The barber shop offers classic and zero-fade haircuts, hot-towel shaves and waxing in four markets: Springfield, Columbia, Kansas City and Bentonville, Arkansas.
But it was one of the first in Springfield to revive the old-school barber shop with a modern twist. Rogue Barber Co. LLC began operating in January 2013, and businesses that followed include Dapper, Straight Edge Barber & Salon and Outlaw Gentlemen, according to Springfield Business Journal research.
The activity in Springfield is representative of an industry comeback.
In the 20 years prior to Hudson Hawk opening, the number of U.S. barber shops decreased 23%, according to a Forbes report citing census data. The national employment of barbers is now expected to grow 8% by 2028, according to data from the U.S. Bureau of Labor Statistics.
Forrester and Catlett are riding the wave they helped to start. The Hudson Hawk owners are looking to enter another new market this year – St. Louis and Tulsa, Oklahoma, are on the radar.
“Part of our expansion has been to provide a great company and a great culture for barbers,” Forrester says.
Hudson Hawk’s branding, from its logo to interior designs, is consistent throughout. Each barber shop has a coolness to it with a refined aesthetic fusing industrial and midcentury designs.

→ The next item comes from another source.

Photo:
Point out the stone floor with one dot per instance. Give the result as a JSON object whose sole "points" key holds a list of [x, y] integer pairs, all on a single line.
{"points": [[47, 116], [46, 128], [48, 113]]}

“It’s important that we’re years ahead of everyone else in the design field,” says Catlett, whose main focus is the company’s branding and expansion. “In all of our new stores ... we really transitioned into more of a timeless design with midcentury modern, with pallets, walnut, black leather – things that are not going to go out of style.”
That translates into the products. Available at every store are Hudson Hawk branded T-shirts and hats, which Forrester says range from $20-$25.
Hudson Hawk also sells grooming products, such as beard oil, pomade and soap, for an average $20 apiece. Product brands include Firsthand Supply, Proraso and O’Douds.
Catlett says Hudson Hawk has attracted clients as young as 4 years old to those who’ve sat in a barber’s chair for decades.
“We’re very generational,” he says. “We’re not a trend. We get better every year due to our consistency and our laser focus on brand quality.”
In 2018, the company rolled out a smartphone app to book appointments.
Damon Dorsey, president of the American Barber Association, says Hudson Hawk is hot on the heels of the U.S. barber shop trends. Formed in 2014, the ABA has roughly 5,700 members national.
“Technology might be driving a lot of the growth we’re seeing right now because it’s easier to tap into markets,” Dorsey says. “What barbers need a lot is the ability to keep up with technology, business trends and the ability to compete. With social media now and apps – that’s a whole marketing mechanism.”
Not all barbers walk into Hudson Hawk with as much experience in the industry as Catlett, who’s been in the hair business for over 25 years. He also owns Studio 417 Salon with his wife, Hannah.
The shop brings on fully licensed barbers and cosmetologists and requires them to go through training with a senior barber.
Each of the 10 shops are managed by a barber raised up within the company.
“We have barbers who started out cutting hair just a few years ago, who have shown responsibility, invested in their teams, and those are the people we have set up as the lead barbers in those shops,” Forrester says. “We don’t want them managing people; we want them leading people.”
The 115-employee company also began offering health benefits a few years ago, he says, such as health, dental, vision, long-term and short-term disability insurance coverages. Dorsey says this is not a common practice in the barber industry, noting most barbers earn a wage per haircut. According to the BLS, the mean annual wage for a barber in 2017 was $30,500.
“We don’t treat our employees like a franchise – we focus on those relationships and continued development,” Catlett says.
For Forrester, it comes down to culture. “It’s a culture that everybody’s pulling in the same direction for,” he says. “I’m investing in the leadership and operations team, they’re investing in the people and the shops, and the shops are investing in the clients.”